Tufano: Michael e eu somos membros da Global Association of Risk Professionals. O grupo tem cerca de dez anos de existência e está tentando criar padrões para a profissão. O profissional da área de risco precisa primeiro, dominar o lado técnico a matemática e os modelos. Temos uma série de exames semelhantes aos aplicados a contadores ou analistas financeiros, para atestar que a pessoa possui o conhecimento básico. Só que conhecimento não basta; é preciso saber pensar como um executivo tarimbado, saber enxergar mais do que o risco isolado, entender tendências maiores e o impacto da interação entre empresas. A terceira coisa neces-sária é um senso de responsabilidade para com algo maior do que a organização em si, algo que meu colega Rakesh Khurana e outros vêm discutindo no contexto do ensino da administração.

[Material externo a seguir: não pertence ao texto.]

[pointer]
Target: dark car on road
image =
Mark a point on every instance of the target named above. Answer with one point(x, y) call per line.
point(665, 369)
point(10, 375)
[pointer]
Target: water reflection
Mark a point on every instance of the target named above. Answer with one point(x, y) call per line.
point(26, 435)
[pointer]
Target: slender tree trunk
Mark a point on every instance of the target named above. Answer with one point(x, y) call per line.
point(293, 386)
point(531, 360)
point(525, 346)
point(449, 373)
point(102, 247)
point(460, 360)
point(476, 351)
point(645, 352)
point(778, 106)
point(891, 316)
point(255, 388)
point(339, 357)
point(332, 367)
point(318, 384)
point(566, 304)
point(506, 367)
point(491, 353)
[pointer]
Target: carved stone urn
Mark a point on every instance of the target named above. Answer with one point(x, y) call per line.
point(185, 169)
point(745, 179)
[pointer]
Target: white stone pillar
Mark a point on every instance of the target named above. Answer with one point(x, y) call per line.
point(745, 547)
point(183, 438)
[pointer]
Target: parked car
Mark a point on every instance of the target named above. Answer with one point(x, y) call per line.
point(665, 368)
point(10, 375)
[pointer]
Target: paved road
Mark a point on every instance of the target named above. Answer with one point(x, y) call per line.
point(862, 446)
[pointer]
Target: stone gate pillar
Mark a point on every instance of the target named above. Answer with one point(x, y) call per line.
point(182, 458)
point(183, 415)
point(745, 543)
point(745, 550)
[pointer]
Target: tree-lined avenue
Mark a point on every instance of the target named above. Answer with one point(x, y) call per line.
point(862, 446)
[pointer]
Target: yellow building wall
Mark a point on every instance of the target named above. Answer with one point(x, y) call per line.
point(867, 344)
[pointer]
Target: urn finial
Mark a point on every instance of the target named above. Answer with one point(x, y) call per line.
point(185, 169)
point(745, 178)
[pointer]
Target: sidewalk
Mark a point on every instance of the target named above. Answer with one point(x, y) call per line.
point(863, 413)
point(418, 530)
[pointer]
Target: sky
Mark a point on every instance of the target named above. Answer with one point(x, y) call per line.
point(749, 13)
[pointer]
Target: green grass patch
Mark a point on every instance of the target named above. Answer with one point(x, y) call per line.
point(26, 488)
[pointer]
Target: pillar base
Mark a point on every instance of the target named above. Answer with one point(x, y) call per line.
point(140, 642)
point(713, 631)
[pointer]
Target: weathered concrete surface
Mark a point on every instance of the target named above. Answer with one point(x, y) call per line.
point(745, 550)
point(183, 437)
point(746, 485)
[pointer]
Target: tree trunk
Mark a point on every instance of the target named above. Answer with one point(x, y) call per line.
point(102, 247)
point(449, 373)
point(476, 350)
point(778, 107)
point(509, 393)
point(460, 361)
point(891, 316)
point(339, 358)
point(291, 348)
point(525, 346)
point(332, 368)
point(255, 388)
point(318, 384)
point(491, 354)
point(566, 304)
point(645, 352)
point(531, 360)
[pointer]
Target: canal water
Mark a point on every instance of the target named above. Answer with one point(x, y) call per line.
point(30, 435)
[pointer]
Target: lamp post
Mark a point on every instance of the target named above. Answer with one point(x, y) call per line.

Mikes: À lista do Peter, acrescentaria a capacidade de comunicação. Boa parte daquilo que um gerente de risco faz é expressa em linguagem técnica. Para ter acesso a instâncias superiores de decisão, esse gerente deve ser capaz de discutir a análise de risco no mesmo idioma falado pela cúpula da empresa. O diretor de risco precisa, no mínimo, ajudar a diretoria a entender os piores cenários: a empresa pode permitir que esses eventos se materializem? Há quem vá além e se converta num assessor de confiança da equipe executiva em temas estratégicos. Isso significa, basicamente, fazer o papel do advogado do diabo, reunindo e canalizando informações que desafiem velhas verdades na organização.

A impressão é que a separação entre a gestão geral e a gestão de risco está sumindo. É isso?

Simons: A direção da empresa normalmente atribui a gestão da contabilidade, do RH e da TI a gente especializada na respectiva área. Não tenho certeza se isso é possível no caso do risco. Ou seja, o risco precisa ser incumbência de gerentes operacionais. O diretor de risco sem dúvida tem um imenso papel a exercer, mas não queremos transferir a responsabilidade pelo risco de gerentes a cargo das operações para um diretor de risco e achar que, com isso, o problema está resolvido.

Mikes: Há uma perspectiva sociológica interessante sobre isso. Neil Fligstein, da University of Califórnia em Berkeley, vem estudando a transformação do poder em empresas nos últimos cem anos. Segundo ele, em cada época um grupo distinto assume preponderância estratégica no comando. Na era das ferrovias, a diretoria da empresa vinha da manufatura. Com o surgimento do conglomerado, o mais importante era saber como vender produtos distintos para regiões e áreas de mercado distintas, o que significava que altos gerentes eram, em geral, executivos da área comercial. Quando o principal tema na organização passou a ser como financiar as operações, vimos a ascensão do executivo de finanças. Na minha opinião, vivemos uma era na qual muitos dos problemas da gestão de uma organização estão sendo reformulados em termos de risco, o que sugere que o profissional do risco pode chegar ao topo.

Michael, qual a sua opinião?

Hofmann: A meu ver, é tudo questão de decidir em meio à incerteza, com todos os problemas que isso traz. Todos temos os próprios vieses e precisamos estar cientes deles na hora de pensar sobre nossas decisões. Isso pode criar um problema com a “experiência”. Experiência traz credibilidade, sim, mas também ancora sua perspectiva. O risco que derruba é aquele que a pessoa não está esperando, e talvez seja a experiência que a esteja impedindo de esperá-lo. Por algum motivo, as pessoas nem sempre param e se perguntam: como isso funciona? Por que agimos assim? Qual o problema aqui? Podem achar que sabem a resposta, devido à experiência. Uma das coisas mais difíceis para um tomador de decisões é admitir a própria ignorância. E quanto mais complicados nossos indicadores e modelos, mais as pessoas hesitam em admitir que não entenda. A meu ver, a credibilidade do gerente de risco resulta não só da capacidade de entender o negócio, mas também da disposição a questionar a opinião de tomadores de decisão, incluindo altos executivos. Não significa dizer não a todo instante – longe disso. Um bom gerente de risco também precisa assumir riscos. Se só souber dizer não, não terá futuro. Por último, é preciso saber explorar talentos diversos. Na Koch lndustries, por exemplo, as equipes de gestão de risco incluem engenheiros, contadores, gente de finanças e outros profissionais. Precisamos de todos eles, pois nenhuma perspectiva, por si só, pode compor o panorama geral.